Maha-Ashi Pty Ltd v Innes

Case

[2010] SADC 127

8 October 2010


DISTRICT COURT OF SOUTH AUSTRALIA

(Civil)

MAHA-ASHI PTY LTD v INNES

[2010] SADC 127

Judgment of Her Honour Judge Davey

8 October 2010

CONTRACTS - GENERAL CONTRACTUAL PRINCIPLES - CONSTRUCTION AND INTERPRETATION OF CONTRACTS

Claim for debt arising from alleged oral contract for use of gym facilities - dispute that there was a contract in the terms alleged by the plaintiff and denial of liability to pay for use due to continuation of pre-existing mutual benefit arrangements.

Plaintiff's claim dismissed.

Pacific Carriers Ltd v BNP Paribas (2004) 218 CLR 451; Toll (FGCT) Pty Ltd v Alphapharm Pty Ltd (2004) 219 CLR 165 at [40], considered.

MAHA-ASHI PTY LTD v INNES
[2010] SADC 127

  1. The plaintiff operated a gym and this is a claim in respect of an alleged agreement for the use of the gym facilities.  The defendant, a physiotherapist whose patients from her adjacent practice used the gym, admits that the facilities were used but says that, in the particular circumstances, the use did not arise out of any agreement with the plaintiff to pay for use of the facilities.  The defendant denies the existence of any contract or indebtedness in the terms alleged by the plaintiff.  The plaintiff also alleges that the common law implies a term of the agreement that the plaintiff receive reasonable remuneration for use of the facilities. 

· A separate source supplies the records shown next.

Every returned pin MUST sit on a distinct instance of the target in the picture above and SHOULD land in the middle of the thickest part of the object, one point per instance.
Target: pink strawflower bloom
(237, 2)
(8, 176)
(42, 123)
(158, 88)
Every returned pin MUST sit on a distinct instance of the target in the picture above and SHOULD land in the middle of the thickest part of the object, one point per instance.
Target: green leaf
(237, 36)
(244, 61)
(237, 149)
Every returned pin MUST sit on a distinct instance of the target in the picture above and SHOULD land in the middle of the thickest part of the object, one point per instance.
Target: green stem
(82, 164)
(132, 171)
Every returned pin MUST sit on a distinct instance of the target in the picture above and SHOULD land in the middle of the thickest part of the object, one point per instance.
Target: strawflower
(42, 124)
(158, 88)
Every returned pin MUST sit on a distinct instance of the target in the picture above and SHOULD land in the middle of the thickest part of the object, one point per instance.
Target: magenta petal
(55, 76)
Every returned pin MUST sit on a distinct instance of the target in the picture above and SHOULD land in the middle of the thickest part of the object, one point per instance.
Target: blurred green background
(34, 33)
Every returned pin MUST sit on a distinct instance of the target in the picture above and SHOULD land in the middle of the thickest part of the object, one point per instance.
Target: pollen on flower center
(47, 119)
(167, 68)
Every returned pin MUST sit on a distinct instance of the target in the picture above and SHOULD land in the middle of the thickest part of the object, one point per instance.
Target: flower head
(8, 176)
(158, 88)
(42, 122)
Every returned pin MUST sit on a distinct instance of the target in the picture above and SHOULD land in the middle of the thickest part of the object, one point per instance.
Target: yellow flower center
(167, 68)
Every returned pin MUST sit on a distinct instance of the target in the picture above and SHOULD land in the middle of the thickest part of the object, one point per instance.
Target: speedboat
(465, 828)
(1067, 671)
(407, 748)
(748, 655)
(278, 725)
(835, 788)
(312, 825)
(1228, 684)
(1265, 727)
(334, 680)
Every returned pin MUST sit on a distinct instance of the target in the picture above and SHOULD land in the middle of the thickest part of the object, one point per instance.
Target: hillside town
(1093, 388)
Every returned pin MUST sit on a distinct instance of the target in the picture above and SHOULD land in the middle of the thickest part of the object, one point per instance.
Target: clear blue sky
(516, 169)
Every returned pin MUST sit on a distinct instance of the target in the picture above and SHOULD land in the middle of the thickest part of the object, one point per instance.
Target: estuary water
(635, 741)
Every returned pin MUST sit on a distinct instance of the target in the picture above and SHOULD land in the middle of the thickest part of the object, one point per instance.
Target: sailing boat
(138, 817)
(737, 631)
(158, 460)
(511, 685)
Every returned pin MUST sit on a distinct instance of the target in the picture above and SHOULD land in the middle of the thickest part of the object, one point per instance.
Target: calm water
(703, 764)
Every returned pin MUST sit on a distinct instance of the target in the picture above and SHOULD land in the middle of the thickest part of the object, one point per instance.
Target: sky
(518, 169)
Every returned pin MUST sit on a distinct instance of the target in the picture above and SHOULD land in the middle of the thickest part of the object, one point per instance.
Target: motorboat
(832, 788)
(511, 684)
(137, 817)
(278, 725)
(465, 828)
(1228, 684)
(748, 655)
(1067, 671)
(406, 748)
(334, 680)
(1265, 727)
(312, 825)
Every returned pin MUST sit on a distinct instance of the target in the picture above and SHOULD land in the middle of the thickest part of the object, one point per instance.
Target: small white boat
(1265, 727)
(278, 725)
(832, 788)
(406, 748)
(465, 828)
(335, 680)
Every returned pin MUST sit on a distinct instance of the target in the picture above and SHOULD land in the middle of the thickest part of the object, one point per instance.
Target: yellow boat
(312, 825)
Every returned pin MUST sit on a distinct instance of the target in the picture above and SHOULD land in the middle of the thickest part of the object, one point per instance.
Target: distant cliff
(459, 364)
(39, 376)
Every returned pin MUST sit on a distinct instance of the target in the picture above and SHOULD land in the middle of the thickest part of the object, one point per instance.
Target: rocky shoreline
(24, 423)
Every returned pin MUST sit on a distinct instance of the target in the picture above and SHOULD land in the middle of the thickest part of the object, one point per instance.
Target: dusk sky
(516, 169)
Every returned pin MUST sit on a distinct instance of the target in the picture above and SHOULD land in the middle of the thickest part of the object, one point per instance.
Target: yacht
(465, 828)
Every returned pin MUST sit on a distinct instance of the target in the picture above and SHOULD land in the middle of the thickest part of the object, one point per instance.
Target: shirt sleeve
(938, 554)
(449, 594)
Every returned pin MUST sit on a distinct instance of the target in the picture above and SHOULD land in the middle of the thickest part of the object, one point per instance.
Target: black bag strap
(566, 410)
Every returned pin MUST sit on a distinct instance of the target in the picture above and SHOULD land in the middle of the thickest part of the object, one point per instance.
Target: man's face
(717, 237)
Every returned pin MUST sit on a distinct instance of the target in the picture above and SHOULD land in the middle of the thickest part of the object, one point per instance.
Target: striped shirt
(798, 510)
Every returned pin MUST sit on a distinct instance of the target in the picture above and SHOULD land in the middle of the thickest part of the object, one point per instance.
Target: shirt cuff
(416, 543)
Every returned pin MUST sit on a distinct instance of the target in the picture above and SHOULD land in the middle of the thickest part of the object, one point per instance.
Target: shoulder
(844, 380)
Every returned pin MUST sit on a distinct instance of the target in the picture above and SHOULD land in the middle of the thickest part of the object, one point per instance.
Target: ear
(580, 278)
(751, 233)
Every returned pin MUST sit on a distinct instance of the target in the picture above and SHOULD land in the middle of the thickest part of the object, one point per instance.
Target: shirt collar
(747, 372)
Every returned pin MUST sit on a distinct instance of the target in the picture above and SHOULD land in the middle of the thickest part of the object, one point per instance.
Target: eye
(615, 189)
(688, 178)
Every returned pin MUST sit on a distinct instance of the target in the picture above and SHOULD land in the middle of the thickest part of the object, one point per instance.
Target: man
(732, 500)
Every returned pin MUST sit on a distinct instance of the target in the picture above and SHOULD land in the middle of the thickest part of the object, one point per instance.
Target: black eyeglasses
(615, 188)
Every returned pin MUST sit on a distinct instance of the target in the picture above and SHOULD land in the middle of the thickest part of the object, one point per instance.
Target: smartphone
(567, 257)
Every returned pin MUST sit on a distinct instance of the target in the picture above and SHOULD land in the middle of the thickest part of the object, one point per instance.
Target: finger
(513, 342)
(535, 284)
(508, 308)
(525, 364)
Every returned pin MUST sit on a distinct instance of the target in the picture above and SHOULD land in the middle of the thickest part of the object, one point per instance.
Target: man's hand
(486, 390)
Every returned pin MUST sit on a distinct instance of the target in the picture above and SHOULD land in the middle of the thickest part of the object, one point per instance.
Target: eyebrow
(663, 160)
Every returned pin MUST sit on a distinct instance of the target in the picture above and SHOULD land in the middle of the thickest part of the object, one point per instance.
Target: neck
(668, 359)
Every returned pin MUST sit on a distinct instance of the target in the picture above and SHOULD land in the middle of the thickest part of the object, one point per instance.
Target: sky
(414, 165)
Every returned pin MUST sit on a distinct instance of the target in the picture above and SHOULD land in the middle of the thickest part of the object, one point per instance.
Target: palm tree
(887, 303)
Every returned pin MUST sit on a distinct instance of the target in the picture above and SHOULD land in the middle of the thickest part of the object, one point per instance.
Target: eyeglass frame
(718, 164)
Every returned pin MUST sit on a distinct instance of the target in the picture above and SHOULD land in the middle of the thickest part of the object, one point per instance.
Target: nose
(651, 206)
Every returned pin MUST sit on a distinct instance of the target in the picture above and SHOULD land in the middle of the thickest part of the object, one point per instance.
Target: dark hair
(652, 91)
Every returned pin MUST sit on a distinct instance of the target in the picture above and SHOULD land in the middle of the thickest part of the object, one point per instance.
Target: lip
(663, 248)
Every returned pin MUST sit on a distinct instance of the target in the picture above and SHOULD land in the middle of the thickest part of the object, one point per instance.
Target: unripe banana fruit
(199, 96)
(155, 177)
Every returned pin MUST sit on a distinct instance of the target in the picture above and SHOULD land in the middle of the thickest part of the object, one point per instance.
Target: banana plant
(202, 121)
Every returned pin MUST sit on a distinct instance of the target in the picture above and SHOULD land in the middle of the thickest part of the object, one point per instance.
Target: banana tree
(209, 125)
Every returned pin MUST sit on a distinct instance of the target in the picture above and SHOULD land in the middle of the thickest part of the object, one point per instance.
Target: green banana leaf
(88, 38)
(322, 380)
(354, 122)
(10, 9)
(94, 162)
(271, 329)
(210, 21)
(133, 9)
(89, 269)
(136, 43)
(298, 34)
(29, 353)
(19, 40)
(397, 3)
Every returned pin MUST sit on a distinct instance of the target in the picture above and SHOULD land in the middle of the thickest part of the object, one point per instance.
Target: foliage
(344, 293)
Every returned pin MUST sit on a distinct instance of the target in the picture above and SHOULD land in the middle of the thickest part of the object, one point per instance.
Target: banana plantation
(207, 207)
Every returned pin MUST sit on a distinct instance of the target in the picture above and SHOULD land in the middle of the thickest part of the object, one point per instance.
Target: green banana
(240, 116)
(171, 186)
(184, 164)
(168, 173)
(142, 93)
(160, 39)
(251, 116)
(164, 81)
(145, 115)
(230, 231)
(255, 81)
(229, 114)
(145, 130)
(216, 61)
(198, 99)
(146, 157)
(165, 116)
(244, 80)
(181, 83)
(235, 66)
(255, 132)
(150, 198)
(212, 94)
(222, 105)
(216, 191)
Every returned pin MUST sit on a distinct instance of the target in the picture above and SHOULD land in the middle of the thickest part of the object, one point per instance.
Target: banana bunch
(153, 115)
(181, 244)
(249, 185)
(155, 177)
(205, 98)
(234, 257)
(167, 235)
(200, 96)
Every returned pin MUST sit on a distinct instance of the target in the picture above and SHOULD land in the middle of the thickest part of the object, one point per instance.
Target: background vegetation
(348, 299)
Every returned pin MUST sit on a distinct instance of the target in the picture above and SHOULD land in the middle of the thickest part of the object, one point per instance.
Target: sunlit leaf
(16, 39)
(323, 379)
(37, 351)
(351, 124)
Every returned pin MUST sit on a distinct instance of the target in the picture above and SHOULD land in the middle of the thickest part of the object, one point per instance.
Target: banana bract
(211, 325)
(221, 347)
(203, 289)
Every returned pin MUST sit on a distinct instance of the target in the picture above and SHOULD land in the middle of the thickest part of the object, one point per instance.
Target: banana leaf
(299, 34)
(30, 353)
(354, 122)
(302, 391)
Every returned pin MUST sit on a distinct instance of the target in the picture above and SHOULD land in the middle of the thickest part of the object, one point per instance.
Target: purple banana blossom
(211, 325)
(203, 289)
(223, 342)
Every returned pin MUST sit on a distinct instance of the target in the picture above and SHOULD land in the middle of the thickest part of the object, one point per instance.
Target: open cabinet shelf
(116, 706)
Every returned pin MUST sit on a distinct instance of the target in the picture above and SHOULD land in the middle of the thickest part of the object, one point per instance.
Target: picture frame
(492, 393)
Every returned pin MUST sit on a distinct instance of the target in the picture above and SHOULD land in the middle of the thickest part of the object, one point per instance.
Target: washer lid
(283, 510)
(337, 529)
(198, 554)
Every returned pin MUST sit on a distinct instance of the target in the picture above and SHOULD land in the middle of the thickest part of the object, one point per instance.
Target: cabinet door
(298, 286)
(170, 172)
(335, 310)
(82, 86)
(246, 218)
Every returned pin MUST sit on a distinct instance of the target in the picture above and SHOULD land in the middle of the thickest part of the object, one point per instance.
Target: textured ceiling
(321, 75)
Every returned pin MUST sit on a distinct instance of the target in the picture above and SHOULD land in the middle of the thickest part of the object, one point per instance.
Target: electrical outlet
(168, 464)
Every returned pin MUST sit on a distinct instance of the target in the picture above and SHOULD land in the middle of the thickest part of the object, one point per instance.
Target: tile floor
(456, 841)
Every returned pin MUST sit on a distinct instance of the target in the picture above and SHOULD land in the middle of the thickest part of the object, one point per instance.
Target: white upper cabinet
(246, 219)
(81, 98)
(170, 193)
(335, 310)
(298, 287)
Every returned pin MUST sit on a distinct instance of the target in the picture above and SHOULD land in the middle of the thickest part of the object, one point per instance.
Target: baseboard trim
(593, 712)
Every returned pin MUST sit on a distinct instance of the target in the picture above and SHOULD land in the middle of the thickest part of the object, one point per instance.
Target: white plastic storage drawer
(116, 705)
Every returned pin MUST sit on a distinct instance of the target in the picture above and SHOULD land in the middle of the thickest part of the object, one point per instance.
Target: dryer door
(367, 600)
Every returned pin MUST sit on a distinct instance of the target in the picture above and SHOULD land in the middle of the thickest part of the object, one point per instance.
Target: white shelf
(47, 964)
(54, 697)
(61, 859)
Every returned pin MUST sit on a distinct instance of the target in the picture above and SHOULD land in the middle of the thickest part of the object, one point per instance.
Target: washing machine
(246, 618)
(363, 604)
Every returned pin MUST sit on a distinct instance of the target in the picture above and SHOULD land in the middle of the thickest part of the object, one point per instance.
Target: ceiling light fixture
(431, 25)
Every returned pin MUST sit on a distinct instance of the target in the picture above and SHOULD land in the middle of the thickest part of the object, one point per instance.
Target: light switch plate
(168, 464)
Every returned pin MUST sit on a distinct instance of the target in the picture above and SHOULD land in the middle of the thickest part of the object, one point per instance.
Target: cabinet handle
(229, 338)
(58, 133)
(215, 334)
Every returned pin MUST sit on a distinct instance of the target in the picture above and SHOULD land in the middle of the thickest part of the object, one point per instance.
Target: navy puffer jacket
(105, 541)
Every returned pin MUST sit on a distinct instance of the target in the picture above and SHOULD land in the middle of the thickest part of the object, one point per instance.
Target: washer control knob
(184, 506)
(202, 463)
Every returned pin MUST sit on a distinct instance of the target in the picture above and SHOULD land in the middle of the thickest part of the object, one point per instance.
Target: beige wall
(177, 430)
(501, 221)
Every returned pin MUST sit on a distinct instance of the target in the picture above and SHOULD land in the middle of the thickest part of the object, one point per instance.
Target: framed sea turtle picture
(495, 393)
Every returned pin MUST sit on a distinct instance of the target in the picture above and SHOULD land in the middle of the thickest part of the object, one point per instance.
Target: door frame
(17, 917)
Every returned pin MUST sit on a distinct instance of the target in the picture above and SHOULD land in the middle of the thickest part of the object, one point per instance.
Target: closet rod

  2. For the reasons set out herein, I dismiss the plaintiff’s claim.

    Background

  3. The plaintiff company, Maha-Ashi Pty Ltd carried on the business of the Mount Barker Gymnasium during the relevant periods in 2003 and 2004.  Mr Mark Mahanets was the sole director and the effective day to day operator of the company.  The defendant, Ms Annette Innes, is a physiotherapist who conducted a physiotherapy practice in an adjoining premises and whose patients and staff used the Mount Barker Gymnasium facilities from time to time.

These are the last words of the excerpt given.